The number of deaths peaked the week ending 17 October, with 600 reported in England and Wales. The vaccine was available in the same month in the United Kingdom. Although it was initially available only in limited quantities, its rapid deployment helped contain the pandemic. Hilleman's vaccine is believed to have saved hundreds of thousands of lives.[141] Some predicted that the U.S. death toll would have reached 1 million without the vaccine that Hilleman called for.[142]

H2N2 influenza virus continued to be transmitted until 1968, when it transformed via antigenic shift into influenza A virus subtype H3N2, the cause of the 1968 influenza pandemic.[143]

Virology and clinical data

The strain of virus that caused the Asian flu pandemic, influenza A virus subtype H2N2, was a recombination of avian influenza (probably from geese) and human influenza viruses. As it was a novel strain of the virus, the population had minimal immunity. The reproduction number for the virus was around 1.8 and approximately two-thirds of infected individuals were estimated to have experienced clinical symptoms.[144]

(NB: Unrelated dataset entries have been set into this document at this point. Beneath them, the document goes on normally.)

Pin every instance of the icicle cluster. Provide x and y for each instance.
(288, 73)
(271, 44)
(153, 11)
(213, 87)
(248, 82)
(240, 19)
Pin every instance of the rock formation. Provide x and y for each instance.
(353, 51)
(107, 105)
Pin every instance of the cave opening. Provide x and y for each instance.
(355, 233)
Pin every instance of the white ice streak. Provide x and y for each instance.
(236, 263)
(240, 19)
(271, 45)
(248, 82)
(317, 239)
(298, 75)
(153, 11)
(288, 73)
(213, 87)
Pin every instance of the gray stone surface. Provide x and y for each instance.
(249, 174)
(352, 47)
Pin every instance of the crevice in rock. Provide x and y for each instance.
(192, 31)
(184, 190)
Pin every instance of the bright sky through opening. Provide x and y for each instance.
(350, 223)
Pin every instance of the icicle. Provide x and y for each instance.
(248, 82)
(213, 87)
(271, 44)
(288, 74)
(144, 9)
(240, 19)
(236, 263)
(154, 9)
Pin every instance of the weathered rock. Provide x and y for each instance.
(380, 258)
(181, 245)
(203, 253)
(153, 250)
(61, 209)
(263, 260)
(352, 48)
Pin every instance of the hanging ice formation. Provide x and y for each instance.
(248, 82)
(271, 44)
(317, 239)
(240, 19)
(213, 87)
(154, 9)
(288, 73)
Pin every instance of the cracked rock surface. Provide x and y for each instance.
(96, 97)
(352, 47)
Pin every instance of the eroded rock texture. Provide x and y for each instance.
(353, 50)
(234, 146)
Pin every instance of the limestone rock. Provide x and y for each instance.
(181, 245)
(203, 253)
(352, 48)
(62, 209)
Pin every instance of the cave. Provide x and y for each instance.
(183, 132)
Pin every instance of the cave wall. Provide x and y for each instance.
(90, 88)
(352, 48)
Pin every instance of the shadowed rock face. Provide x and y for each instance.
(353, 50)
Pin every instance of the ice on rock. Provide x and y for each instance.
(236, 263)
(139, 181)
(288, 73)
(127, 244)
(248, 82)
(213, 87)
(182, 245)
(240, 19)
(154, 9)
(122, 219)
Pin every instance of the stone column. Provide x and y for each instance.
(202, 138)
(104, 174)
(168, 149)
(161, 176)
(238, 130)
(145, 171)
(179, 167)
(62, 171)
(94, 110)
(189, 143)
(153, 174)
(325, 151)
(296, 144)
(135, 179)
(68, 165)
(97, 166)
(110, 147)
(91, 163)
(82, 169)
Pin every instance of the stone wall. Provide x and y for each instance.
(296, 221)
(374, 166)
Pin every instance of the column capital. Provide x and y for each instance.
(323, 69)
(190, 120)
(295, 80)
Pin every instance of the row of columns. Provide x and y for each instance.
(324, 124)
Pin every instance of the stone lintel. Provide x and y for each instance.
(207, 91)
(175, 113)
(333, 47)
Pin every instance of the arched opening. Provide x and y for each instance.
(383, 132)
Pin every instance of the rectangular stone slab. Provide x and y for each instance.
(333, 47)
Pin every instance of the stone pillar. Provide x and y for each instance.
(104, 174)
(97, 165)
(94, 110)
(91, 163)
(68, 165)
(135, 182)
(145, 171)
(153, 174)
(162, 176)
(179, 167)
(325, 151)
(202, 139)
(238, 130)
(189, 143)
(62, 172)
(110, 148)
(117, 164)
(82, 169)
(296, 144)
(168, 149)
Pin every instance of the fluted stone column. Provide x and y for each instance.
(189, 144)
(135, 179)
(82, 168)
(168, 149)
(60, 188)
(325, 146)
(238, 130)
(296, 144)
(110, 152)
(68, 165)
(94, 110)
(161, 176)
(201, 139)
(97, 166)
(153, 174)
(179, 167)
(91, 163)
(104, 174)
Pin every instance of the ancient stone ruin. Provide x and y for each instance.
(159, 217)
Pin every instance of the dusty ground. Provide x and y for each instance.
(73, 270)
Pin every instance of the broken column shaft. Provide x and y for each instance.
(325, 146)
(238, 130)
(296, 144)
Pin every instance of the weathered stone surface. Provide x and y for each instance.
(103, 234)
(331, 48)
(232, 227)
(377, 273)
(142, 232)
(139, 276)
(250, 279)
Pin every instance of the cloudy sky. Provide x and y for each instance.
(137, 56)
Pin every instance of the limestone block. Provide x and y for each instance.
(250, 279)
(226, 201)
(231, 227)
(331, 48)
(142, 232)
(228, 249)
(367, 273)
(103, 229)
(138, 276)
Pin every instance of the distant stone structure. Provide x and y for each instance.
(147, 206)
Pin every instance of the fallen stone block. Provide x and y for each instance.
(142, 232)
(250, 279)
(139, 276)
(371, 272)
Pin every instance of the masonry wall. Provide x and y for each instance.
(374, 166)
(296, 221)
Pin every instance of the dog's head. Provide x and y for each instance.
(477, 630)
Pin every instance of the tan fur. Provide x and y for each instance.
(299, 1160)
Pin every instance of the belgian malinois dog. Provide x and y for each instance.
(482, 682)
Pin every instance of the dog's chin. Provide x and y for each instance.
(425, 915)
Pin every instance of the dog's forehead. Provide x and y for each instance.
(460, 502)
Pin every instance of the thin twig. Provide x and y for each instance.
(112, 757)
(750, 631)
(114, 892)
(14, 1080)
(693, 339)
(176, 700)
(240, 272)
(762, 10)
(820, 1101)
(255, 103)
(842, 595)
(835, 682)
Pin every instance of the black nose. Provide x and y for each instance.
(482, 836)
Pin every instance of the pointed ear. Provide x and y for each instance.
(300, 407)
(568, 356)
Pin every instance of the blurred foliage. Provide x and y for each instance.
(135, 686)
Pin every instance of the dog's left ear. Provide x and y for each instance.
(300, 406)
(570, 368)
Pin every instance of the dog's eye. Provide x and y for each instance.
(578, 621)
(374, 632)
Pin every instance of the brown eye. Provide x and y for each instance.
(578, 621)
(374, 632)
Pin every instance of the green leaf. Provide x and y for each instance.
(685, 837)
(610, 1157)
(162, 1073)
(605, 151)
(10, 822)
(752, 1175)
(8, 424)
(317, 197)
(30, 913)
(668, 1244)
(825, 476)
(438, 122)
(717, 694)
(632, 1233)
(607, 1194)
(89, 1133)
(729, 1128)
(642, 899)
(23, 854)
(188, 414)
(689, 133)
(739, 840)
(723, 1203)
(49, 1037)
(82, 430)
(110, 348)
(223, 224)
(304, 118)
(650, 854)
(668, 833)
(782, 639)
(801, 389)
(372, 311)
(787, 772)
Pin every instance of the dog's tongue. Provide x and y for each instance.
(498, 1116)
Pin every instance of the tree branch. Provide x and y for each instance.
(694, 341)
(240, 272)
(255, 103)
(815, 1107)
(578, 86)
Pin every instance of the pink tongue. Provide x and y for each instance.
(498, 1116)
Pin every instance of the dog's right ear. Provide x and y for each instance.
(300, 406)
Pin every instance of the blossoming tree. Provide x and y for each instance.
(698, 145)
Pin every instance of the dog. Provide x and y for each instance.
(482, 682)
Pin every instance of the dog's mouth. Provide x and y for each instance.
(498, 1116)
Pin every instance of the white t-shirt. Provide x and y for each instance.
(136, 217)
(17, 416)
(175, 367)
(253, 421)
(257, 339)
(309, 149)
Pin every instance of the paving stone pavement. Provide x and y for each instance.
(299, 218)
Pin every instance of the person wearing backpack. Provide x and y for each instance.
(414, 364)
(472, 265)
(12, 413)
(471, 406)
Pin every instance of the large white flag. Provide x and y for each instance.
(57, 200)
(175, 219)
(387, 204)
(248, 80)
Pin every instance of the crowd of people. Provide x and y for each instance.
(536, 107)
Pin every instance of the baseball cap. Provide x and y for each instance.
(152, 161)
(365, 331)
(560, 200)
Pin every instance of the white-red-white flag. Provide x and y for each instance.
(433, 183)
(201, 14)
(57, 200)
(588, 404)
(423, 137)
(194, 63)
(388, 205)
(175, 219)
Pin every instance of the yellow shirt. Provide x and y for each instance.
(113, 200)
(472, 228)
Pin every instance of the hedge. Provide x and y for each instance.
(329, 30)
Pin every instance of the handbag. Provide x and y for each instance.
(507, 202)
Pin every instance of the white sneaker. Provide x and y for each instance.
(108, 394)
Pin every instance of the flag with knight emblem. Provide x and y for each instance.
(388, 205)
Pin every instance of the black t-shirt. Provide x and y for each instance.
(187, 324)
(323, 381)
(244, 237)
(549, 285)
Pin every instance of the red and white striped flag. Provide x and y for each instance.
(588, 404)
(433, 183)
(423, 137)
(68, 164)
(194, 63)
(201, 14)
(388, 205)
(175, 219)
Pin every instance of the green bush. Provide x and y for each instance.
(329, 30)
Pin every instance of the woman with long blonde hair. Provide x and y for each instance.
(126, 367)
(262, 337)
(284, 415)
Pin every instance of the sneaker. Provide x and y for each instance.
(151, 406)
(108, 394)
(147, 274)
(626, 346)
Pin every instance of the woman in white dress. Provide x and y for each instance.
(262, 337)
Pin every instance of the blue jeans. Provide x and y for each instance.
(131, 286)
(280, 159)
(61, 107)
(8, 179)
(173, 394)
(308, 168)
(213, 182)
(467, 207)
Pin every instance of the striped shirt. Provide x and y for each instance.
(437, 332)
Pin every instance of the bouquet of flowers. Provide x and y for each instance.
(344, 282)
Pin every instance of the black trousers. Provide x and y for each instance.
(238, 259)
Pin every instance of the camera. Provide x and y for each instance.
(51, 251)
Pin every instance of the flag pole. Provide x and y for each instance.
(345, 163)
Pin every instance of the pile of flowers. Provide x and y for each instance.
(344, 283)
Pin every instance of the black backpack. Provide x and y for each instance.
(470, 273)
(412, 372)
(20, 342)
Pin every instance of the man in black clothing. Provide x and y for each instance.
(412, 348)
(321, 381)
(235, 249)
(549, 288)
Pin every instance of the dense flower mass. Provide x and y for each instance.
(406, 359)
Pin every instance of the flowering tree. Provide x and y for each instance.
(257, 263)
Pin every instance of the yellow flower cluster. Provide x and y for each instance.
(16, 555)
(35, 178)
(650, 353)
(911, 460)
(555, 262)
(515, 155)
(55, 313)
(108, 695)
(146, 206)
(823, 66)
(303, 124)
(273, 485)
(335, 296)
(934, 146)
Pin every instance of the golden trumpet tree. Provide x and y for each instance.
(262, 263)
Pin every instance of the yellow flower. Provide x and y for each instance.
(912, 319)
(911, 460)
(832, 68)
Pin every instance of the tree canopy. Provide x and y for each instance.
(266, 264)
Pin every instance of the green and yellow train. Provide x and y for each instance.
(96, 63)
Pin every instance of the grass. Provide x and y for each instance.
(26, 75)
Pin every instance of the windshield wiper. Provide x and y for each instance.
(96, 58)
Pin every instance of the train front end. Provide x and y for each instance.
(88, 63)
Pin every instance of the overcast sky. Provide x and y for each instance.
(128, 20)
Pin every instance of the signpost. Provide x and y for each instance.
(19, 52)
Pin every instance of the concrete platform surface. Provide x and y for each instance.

It could cause pneumonia by itself without the presence of secondary bacterial infection. It caused many infections in children, spread in schools, and led to many school closures. However, the virus was rarely fatal in children and was most deadly in pregnant women, the elderly, and those with pre-existing heart and lung disease.

Mortality estimates

In October 1957, Leroy Edgar Burney told The New York Times that the pandemic is mild and the case fatality rate (CFR) is below "two-thirds of 1 per cent", or less than 0.67%.[145] After the pandemic, information from 29 general practices in the UK estimated 2.3 deaths per 1,000 medically attended cases.[146] A survey based on randomly selected families in Kolkata, India, revealed that there were 1,055 deaths in 1,496,000 cases.[147] On the symposium of Asian influenza in 1958, a range of CFR from 0.01% to 0.33% was provided, most frequently in between 0.02% and 0.05%.[148] More recently, the World Health Organization estimated the CFR of Asian flu to be lower than 0.2%. In the US pandemic preparedness plan, the CDC estimated the CFR of 1957 pandemic to be 0.1%.[149] The estimated CFR from first wave morbidity and excess mortality in Norway is in between 0.04% and 0.11%.[150] Other scholars estimated the CFR near 0.1%.[151] [152] [153]

The flu may have infected as many as or more people than the 1918 Spanish flu pandemic, but the vaccine, improved health care, and the invention of antibiotics to manage opportunistic bacterial infections contributed to a lower mortality rate.

Most estimates of excessive deaths due to the pandemic range from 1-4 million, some of which include years beyond 1958. In particular, the attempt by the National Institutes of Health in 2016 attributed global mortality 1.1 million (0.7 to 1.5 million) excess deaths to the pandemic, including the year 1959.[5] This estimate of global burden has recently been adopted by the World Health Organization and US CDC.[154] [155] [156] The study also estimated the excess deaths in the first year of the pandemic, in 1957, to be 0.6 million (0.4 to 0.8 million).

By country

Economic effects

The Dow Jones Industrial Average lost 15% of its value in the second half of 1957, and the U.S. experienced a recession.[163] In the United Kingdom, the government paid out £10,000,000 in sickness benefit, and some factories and mines had to close. Many schools had to close in Ireland, including seventeen in Dublin.[164]